Każdego roku na Black Hat Microsoft wyłania listę 100 topowych badaczy bezpieczeństwa (Top 100 Security Researchers), by pokazać światu zaangażowanie społeczności. Microsoft Security Response Center (MSRC) współpracuje z tysiącami badaczy, zaś lista pozwala firmie wyłonić i zaprezentować światu tych najbardziej produktywnych w danym roku. Jak powstaje zestawienie i kto w nim figuruje?
Prace nad tegoroczną listą rozpoczęły się od zestawienia wszystkich spraw z okresu od 1 lipca 2017 r. do 30 czerwca 2018 r. Brane są pod uwagę sprawy, które zostały rozwiązane. Sprawy, które zostały rozpoczęte w tym okresie, ale nadal czekają na rozwiązanie, będą brane pod uwagę w następnym zestawieniu. Wyniki sortowane są według podziękowań w celu ustalenia badacza i odfiltrowania raportów firm zewnętrznych, takich jak ZDI lub iDefense. Teraz zaczyna się matematyka. Nie wszystkie podatności są takie same. Waga dokonań mierzona jest w oparciu o wpływ na bezpieczeństwo i klientów. Wpływ na bezpieczeństwo (security impact) oceniany jest w skali 1-20, a ciężkość (severity) w skali 1-3.

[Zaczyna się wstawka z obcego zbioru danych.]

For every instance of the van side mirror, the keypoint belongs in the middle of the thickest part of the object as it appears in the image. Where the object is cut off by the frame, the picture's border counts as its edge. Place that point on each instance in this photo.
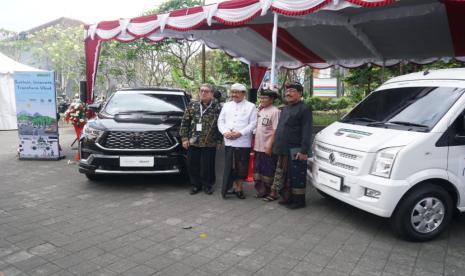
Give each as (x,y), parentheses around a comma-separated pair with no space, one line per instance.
(95,107)
(459,139)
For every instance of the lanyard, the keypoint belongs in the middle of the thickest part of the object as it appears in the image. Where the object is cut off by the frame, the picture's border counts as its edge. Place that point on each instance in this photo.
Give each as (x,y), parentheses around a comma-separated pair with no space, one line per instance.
(203,111)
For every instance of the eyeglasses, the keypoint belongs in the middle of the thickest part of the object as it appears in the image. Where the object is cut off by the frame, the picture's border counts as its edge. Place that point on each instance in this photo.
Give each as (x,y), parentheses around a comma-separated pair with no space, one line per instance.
(291,90)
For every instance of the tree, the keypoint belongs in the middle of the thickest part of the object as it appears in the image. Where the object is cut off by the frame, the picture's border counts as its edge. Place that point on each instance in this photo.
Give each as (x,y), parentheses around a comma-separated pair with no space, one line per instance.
(13,45)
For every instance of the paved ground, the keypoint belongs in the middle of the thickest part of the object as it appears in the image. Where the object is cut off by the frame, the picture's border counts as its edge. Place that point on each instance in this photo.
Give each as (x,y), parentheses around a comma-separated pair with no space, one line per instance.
(55,222)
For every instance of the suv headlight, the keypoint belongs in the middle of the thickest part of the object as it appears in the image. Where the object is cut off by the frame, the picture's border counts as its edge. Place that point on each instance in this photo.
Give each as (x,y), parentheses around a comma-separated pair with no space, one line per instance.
(91,133)
(384,162)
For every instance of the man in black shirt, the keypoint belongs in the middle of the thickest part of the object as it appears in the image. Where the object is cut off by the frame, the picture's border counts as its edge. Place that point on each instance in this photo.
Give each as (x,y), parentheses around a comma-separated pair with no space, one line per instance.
(292,145)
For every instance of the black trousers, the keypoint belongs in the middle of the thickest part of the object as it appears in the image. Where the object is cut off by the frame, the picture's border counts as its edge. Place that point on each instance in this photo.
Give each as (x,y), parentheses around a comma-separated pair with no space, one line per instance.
(201,166)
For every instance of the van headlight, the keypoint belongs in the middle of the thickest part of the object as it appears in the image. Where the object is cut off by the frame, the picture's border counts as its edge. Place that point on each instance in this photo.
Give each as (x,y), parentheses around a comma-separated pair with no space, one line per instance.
(384,162)
(91,132)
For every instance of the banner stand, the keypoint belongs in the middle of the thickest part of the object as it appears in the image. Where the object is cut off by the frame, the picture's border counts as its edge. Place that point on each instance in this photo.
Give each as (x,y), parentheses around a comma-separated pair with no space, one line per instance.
(36,113)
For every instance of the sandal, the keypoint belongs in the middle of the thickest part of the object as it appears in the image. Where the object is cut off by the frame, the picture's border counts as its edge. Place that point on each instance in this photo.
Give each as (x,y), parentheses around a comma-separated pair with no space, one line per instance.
(270,198)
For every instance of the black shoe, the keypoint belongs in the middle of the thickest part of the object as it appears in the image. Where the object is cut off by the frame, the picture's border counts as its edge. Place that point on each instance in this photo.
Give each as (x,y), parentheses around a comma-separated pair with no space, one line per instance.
(296,205)
(208,190)
(298,201)
(194,190)
(285,202)
(240,195)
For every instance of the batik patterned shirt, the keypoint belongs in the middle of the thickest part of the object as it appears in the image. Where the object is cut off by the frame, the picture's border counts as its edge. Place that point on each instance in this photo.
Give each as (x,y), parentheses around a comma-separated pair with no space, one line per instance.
(207,116)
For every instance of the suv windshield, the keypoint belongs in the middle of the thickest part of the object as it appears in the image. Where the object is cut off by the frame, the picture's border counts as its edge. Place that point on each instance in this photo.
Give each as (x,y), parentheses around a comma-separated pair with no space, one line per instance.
(416,108)
(144,102)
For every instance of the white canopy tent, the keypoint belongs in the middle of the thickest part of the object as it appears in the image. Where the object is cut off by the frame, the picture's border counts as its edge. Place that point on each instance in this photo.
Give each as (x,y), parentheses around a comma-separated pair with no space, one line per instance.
(7,93)
(294,33)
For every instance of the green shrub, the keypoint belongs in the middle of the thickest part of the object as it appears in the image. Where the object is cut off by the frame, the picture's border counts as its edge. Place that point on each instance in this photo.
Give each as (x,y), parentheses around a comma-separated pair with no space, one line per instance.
(318,103)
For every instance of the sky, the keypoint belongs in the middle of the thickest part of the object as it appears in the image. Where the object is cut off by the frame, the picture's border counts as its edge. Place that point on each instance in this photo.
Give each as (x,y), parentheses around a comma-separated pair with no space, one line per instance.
(22,15)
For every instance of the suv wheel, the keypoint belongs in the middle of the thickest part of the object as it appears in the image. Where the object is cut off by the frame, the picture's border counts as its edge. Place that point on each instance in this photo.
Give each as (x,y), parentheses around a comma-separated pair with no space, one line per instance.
(323,194)
(93,177)
(423,214)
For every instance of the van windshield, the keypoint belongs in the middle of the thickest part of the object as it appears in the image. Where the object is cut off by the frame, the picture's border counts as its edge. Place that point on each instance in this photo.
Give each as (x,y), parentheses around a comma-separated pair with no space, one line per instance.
(411,108)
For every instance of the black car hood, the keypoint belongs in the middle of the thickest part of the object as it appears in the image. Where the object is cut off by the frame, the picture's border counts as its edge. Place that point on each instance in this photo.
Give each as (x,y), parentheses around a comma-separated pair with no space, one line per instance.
(111,124)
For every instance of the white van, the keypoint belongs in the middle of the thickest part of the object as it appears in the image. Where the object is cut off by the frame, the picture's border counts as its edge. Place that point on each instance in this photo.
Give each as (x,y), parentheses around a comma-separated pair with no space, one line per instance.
(400,153)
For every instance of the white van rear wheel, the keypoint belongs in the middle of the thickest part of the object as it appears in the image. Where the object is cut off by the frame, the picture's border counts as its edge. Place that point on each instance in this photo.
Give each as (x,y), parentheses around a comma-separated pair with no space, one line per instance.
(423,214)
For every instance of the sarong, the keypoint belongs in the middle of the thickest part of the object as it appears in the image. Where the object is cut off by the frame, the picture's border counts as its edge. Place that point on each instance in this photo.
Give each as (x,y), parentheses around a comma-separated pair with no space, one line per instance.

Microsoft nanosi też poprawki względem badań, związanych z programami Mitigation Bounty i Bounty for Defense, które zazwyczaj mają mniejszy wpływ na bezpieczeństwo, ale poprawiają ochronę wszystkich klientów. Po tym następuje sortowanie badaczy według ocen ważonych. Badacze z taką samą liczbą punktów otrzymują to samo miejsce na wykresie. W tym roku wyniki zostały zaprezentowane na Black Hat USA w środę, 8 sierpnia. Listę opublikowano też na stronie Microsoft TechNet.
"Lista ta identyfikuje topowych badaczy bezpieczeństwa, którzy włożyli swój wkład w badania nad produktami i usługami Microsoftu" - czytamy na stronie. "Doceniamy całą pracę i partnerstwo ze społecznością bezpieczeństwa na przestrzeni lat. Jest to dobre roczne odzwierciedlenie kontrybucji z ostatniego roku. Róbcie dalej tę świetną robotę. Mamy nadzieję usłyszeć was również w tym roku".